Once *pub*, as a package manager, was built and shipped, there were
various opinions on whether it or another tool should play a build/asset
system role, and the current implementation of pub does via "pub serve",
"pub build", and asset transformers (commonly called "transformers").
The reason we chose to bake the build system into pub is a little obscure,
but I think it was based on a reasonable goal. The idea was this: Let's say
you're using some groovy widget package called, uh, "dootstrap". It exposes
a CSS file that your app can use. This is a bread-and-butter use case for a
package manager like pub: You depend on the dootstrap package, and then you
reference the CSS file using some path that the package manager sets up for
you.

The use case we wanted to support was, *that CSS file might actually be
generated by a build step*. The maintainers of dootstrap could actually
author it as a SASS <http://sass-lang.com/> file and then build the CSS
from that. To you, as a *user* of dootstrap/widgets.css, that's purely an
implementation detail. All you care is that the CSS is made available to
you *somehow*.

OK, so the easy solution is to have the dootstrap maintainers just rebuild
the CSS file and check it into the package. In other words, the build step
is run at maintainer-time before the package is shipped. That generally
works OK, but consider a more complex use case:

Let's you're working on an application called my_rad_game. It uses some
third-party 3D models (of goats — your game is about goats) from a package
called goat_models. Those models are loaded and rendered by a 3D engine
your game uses called engine_3d. So the goat_models packages needs to
expose these models as files in a form that the engine can read and load at
runtime. Again, the maintainers of goat_models could run the build step to
generate those model files and add them the goat_models package before
publishing it.

Here's where it gets tricky. Different versions of engine_3d may change the
model format. Maybe engine_3d version 2.0.0 starts compressing floating
point values or something. If the maintainers of goat_models ran an old
version of engine_3d's model builder and I'm using a new version of
engine_3d, then it won't be able to load the old models. I really need to
ensure that the *same* version of engine_3d is used to build the models and
the load them at runtime.

This is even harder because goat_models — like any good package — wants to
support a range of versions of engine_3d. If it has to contain the
pre-built models, that may lock it down to an artificially narrow range of
versions and make it harder for users to consume the package.

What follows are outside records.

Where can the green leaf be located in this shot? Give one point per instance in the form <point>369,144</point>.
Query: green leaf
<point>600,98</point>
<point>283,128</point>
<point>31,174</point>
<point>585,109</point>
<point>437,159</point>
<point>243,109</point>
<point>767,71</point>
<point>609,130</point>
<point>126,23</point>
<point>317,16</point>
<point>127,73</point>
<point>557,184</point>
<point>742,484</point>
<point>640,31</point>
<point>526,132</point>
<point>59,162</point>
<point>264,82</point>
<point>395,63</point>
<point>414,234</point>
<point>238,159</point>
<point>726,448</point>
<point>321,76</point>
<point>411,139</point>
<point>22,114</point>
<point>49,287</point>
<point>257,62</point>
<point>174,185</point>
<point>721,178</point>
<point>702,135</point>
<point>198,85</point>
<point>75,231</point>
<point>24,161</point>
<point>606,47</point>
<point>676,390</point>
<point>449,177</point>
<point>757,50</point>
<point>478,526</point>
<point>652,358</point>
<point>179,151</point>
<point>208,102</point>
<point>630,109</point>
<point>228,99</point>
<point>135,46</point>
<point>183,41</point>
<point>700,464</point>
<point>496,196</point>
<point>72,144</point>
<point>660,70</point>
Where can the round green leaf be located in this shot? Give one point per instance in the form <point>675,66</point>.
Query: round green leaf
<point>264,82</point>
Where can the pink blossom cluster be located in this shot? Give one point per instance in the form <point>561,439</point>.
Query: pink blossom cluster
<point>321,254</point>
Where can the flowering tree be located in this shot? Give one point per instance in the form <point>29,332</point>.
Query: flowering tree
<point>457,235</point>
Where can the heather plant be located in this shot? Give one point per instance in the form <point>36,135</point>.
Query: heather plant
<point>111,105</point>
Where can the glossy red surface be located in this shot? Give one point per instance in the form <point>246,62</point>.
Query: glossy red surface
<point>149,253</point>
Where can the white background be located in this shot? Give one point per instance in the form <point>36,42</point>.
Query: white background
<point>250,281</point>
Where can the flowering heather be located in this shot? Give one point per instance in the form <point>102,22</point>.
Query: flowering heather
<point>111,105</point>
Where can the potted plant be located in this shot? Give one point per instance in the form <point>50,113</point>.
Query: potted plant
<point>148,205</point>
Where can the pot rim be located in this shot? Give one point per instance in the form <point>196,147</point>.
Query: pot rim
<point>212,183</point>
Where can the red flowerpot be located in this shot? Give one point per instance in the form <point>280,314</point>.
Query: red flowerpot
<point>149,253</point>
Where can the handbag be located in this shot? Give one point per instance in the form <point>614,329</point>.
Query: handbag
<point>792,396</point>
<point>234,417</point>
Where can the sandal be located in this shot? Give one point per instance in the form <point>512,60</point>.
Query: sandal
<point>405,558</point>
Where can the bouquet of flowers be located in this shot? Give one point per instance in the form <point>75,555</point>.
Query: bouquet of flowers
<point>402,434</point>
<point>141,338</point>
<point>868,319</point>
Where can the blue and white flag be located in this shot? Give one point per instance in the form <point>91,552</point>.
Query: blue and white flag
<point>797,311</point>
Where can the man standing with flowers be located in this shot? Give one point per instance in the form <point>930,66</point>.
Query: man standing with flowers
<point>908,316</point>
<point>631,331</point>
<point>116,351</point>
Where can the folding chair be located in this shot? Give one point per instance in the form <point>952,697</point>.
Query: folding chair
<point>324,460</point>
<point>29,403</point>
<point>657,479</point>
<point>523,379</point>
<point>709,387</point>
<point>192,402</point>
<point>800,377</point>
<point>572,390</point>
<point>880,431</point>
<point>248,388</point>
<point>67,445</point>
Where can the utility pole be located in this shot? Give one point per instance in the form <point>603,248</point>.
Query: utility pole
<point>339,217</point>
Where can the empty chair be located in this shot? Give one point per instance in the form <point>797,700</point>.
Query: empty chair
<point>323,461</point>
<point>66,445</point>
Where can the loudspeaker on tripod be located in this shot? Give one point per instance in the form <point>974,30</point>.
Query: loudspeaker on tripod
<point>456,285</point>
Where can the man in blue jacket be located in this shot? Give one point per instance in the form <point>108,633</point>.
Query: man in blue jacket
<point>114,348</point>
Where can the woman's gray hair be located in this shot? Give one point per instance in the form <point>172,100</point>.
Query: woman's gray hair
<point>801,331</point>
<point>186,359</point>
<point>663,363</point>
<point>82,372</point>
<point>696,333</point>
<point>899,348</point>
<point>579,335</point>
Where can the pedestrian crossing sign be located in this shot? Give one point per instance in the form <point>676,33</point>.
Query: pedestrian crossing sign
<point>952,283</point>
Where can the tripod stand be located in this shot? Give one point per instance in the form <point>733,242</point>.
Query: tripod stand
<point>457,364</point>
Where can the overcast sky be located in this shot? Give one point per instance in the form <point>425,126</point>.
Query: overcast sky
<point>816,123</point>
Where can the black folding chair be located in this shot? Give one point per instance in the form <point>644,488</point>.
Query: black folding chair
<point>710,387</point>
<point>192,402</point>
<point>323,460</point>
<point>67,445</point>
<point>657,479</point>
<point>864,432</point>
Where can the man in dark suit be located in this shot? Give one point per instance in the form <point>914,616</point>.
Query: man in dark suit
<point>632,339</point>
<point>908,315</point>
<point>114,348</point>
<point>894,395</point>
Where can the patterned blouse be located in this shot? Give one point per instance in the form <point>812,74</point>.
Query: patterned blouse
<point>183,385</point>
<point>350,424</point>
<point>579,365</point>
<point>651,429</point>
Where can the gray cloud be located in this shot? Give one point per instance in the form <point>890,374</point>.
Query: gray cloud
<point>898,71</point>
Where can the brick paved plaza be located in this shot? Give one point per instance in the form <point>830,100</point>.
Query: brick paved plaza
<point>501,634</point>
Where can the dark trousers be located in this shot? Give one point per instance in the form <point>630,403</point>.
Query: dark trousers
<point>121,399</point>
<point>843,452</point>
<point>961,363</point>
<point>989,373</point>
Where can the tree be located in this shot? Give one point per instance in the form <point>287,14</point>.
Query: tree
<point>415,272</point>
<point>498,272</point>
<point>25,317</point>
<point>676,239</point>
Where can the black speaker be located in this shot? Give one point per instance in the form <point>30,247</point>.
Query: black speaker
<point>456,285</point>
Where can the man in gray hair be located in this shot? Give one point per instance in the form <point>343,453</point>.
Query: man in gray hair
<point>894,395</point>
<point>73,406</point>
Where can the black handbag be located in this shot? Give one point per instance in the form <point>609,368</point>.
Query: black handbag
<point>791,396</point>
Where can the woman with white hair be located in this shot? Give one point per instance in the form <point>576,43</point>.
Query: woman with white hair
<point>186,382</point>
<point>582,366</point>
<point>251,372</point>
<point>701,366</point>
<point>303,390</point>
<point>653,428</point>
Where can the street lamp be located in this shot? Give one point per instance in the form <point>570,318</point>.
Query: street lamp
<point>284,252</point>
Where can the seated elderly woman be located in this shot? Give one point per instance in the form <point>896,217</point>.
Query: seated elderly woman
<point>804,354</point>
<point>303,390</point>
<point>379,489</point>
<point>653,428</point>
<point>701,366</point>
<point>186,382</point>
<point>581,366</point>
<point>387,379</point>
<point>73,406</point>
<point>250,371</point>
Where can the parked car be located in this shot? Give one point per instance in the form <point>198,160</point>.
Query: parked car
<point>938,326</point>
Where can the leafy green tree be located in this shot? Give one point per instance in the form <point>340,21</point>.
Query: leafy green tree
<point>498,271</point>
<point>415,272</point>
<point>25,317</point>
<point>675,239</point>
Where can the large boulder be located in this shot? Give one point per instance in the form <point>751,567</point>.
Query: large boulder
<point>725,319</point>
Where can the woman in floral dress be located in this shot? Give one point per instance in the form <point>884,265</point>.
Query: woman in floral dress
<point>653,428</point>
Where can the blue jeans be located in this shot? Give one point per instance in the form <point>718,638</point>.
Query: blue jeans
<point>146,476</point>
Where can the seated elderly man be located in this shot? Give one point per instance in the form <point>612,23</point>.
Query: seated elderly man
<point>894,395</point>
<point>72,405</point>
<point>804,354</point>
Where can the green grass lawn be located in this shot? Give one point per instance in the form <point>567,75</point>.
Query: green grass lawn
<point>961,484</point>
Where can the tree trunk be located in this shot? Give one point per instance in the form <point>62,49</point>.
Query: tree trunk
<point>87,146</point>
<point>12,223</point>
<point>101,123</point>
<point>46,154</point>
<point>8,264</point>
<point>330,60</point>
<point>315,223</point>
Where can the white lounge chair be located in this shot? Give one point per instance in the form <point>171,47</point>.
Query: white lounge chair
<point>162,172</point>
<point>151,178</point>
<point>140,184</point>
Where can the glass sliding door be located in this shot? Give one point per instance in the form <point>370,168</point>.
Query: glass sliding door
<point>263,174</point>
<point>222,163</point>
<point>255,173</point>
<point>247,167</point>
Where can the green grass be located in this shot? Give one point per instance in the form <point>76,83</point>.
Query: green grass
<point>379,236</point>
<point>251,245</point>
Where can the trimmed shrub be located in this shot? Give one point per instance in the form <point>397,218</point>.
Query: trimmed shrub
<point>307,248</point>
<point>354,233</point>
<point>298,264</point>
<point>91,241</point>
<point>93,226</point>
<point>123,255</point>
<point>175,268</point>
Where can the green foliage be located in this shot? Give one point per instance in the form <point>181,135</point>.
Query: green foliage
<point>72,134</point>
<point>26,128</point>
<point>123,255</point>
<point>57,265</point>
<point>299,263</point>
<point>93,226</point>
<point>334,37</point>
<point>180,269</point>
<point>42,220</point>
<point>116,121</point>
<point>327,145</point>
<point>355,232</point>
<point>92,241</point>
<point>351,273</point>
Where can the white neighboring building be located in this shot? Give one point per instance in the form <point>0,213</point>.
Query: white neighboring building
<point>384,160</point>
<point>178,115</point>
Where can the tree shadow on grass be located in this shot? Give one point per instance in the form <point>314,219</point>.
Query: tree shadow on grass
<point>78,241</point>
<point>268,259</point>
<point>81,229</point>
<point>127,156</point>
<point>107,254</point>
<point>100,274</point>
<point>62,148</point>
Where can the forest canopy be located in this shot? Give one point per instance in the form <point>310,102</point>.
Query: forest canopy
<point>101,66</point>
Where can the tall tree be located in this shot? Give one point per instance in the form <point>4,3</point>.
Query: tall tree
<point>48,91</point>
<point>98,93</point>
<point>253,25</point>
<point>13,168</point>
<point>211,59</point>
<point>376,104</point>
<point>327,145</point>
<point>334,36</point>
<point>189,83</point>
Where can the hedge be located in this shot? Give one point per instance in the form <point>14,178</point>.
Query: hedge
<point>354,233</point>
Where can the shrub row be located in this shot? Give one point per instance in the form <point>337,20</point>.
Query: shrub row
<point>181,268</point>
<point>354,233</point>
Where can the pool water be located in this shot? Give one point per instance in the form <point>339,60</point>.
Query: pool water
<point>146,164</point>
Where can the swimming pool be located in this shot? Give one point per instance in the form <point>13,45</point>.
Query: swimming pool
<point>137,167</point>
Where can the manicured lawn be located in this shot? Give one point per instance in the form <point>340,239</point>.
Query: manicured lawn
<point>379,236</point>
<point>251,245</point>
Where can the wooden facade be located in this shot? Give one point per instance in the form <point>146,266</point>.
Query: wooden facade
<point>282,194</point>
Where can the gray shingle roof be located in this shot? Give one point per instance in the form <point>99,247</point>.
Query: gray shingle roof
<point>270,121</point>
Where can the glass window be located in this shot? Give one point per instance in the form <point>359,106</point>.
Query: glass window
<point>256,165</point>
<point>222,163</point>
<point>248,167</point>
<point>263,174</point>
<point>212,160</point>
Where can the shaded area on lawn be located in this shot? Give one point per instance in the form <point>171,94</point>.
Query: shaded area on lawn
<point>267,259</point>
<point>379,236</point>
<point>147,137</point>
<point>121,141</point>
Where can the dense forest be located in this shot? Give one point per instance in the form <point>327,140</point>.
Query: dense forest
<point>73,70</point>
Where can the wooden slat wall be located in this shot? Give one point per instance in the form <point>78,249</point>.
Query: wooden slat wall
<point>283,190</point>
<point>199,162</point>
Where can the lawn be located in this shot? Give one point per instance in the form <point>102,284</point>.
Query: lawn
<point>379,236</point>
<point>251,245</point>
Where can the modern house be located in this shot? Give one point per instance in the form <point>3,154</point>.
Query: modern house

So, our idea was that we would delay the build step until *after* pub has
resolved all of your dependencies. Then it would run any build steps right
then, using the exact versions of the dependencies that your application
itself uses. That way, you're guaranteed to have your build steps and your
runtime use of the resulting assets in sync with each other.

Since that needed to happen after dependency resolution had happened, we
felt it made sense to make it part of the package manager.

(In retrospect, a separate build system that runs *after* pub also works.)
Post by Matan Lurey
This worked well enough for small/medium-ish size projects, but broke down
quite a bit once your project(s) got larger - designed to be an in-memory
monolithic transformation system, not a scaleable, modular build system.
Pub build/serve is in-memory (and its one of the design choices we knew was
risky at the time), but it's not monolithic. It actually has a pretty smart
dependency graph system internally and knows exactly which transformations
need to be re-run when a source file has changed.

The problem isn't that the build system is monolithic, it's that using it
to generate *Dart code that relies on static analysis is*. Pub's build
system was designed for building *data,* not statically-analyzed code.
Worse, because Dart freely allows cyclic imports, it's even hard to
statically analyze it in a modular fashion. That's why all of our other
build tools have to do this extra work around finding "library cycles" and
stuff like that. The language simply wasn't designed for modularity.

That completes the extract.